イエメンの内紛は国際的な不安に繋がっている

2009年8月13日

 イエメンで長い間続いていた内紛が、大事な局面に差し掛かっているようだ。その内紛とは、イエメンの政府軍とイスラム教シ―ア派の一派である、ザイデイ派組織との武力衝突のことだ。(国民のシーア派人口は42パーセント)

 当然のことというか、日本ではさしたる資源もない、アラブのなかの最貧国イエメンでの今回の出来事は、注目されることもなく、全く報じられていない。

 イエメンは1960年代初頭まで、各地域には部族長や宗派のリーダーがおり、彼らによって統治されてきていた。それが北イエメンと南イエメンという近代的な二つの国家であり、最終的には1990年に、南側が北に吸収されるかたちで、統一国家が誕生している。

 それでも地方の部族集団は、イエメンの中央政府に従わず、独自の自治を貫いてきていた。

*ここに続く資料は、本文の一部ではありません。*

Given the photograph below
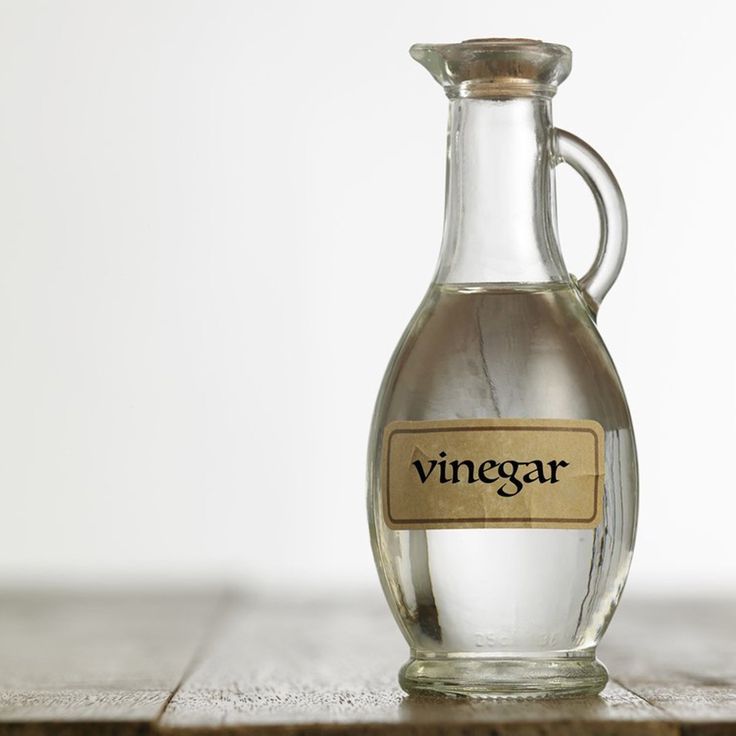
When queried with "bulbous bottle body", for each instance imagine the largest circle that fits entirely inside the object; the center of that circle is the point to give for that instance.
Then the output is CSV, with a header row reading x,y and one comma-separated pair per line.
x,y
506,611
502,474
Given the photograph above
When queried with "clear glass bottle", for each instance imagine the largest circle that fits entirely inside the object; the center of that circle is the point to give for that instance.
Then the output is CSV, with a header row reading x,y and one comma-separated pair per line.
x,y
502,466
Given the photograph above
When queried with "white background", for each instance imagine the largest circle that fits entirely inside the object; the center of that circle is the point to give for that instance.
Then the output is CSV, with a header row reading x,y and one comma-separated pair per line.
x,y
216,219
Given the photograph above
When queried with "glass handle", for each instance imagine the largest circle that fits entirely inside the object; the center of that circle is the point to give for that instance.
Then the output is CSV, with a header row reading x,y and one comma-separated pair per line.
x,y
611,210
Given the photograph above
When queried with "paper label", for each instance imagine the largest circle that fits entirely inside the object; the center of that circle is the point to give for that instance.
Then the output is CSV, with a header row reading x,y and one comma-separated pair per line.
x,y
487,473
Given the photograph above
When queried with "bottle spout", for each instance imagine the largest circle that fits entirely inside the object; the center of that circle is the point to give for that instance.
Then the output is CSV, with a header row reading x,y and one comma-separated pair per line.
x,y
496,67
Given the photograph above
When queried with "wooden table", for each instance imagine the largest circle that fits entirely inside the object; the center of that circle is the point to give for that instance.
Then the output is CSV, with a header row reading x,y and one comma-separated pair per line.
x,y
210,662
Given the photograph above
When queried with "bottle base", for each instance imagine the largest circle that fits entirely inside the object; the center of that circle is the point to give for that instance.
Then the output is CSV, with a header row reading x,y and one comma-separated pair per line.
x,y
501,678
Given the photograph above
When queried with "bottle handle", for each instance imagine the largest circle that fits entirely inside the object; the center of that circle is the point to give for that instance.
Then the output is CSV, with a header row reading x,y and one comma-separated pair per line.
x,y
611,210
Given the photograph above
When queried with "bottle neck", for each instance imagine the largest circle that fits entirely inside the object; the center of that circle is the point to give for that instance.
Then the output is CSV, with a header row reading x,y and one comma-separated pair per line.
x,y
500,214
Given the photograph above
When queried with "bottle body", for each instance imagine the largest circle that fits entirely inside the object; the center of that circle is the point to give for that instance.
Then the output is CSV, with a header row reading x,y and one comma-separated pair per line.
x,y
502,467
491,607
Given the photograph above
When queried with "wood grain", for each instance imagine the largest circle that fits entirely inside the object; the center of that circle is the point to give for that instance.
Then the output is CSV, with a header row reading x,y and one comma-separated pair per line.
x,y
321,667
203,663
108,660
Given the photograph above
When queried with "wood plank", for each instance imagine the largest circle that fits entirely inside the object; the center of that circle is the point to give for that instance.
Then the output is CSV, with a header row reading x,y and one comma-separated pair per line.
x,y
311,668
679,655
107,660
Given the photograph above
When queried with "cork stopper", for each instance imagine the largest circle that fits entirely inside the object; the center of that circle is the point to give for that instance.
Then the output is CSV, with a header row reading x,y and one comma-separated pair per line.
x,y
496,67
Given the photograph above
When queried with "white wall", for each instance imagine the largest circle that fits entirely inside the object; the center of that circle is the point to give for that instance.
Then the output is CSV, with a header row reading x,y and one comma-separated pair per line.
x,y
216,219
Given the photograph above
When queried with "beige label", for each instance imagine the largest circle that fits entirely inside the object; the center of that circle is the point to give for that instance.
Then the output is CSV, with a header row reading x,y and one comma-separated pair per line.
x,y
465,473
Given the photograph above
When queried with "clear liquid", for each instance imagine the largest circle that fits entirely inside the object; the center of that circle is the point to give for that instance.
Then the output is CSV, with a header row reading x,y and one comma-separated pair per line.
x,y
531,351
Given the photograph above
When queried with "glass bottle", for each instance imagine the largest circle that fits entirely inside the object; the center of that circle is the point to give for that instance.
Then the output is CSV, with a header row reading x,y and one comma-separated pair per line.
x,y
502,467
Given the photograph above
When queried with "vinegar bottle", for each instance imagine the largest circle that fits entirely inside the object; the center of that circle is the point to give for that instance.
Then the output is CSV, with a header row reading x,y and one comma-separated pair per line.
x,y
502,467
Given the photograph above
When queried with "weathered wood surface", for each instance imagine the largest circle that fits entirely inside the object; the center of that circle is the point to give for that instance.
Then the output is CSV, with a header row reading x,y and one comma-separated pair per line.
x,y
207,663
109,660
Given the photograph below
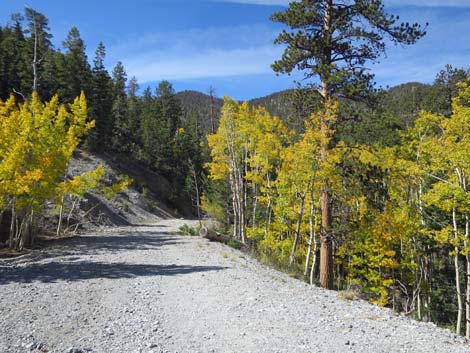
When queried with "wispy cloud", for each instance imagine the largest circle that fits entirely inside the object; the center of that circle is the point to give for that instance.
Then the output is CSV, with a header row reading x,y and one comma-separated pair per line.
x,y
199,53
428,3
397,3
211,63
260,2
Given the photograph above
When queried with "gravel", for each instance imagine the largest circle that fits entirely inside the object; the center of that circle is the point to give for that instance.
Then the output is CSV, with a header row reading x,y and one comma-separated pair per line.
x,y
146,289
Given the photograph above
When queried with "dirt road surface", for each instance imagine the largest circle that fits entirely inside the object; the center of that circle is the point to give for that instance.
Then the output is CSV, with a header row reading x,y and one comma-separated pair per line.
x,y
148,289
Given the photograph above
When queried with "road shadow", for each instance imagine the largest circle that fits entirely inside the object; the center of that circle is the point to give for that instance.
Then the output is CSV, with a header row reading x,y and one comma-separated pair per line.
x,y
84,270
109,243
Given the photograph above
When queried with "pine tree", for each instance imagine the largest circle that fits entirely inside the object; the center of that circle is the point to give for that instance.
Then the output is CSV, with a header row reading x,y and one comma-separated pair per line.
x,y
77,71
101,100
333,41
119,109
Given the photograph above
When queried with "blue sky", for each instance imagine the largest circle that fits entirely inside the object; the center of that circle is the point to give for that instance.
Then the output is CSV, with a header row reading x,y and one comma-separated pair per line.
x,y
227,44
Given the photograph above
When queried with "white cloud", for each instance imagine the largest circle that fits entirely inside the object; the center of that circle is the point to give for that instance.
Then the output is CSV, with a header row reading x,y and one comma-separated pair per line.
x,y
428,3
260,2
397,3
210,63
198,53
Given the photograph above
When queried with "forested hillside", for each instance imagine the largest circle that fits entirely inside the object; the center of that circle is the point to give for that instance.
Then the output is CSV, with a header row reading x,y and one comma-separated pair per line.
x,y
339,184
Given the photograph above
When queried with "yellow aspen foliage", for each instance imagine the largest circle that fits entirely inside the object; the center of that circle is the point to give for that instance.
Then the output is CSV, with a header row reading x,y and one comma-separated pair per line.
x,y
36,142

なかでも、宗教的結束の強い地域では、部族という血のつながりと、宗教のつながりで強固な地域連帯が、出来上がっていたのだ。

 このため、イエメン政府は統一された後も、地方の組織の自治を、放置する形になっていた。そのなかで興味深いのは、サウジアラビアとイエメンの国境地帯に居住する部族は、中央政府の管理を離れ、独自に武器兵器を取り扱い続けている。

 述べるまでもなく、サウジアラビア国内でテロを行う原理主義者たちは、このイエメンの武器市場で武器を購入し、サウジアラビアの国内で、テロを行うという形になっている。

 だからと言ってサウジアラビア政府は、この武器商売をしている部族に対し、直接手を出すことはできなかった。述べるまでもなくそれは、イエメンの領土内で、行われていることだったからだ。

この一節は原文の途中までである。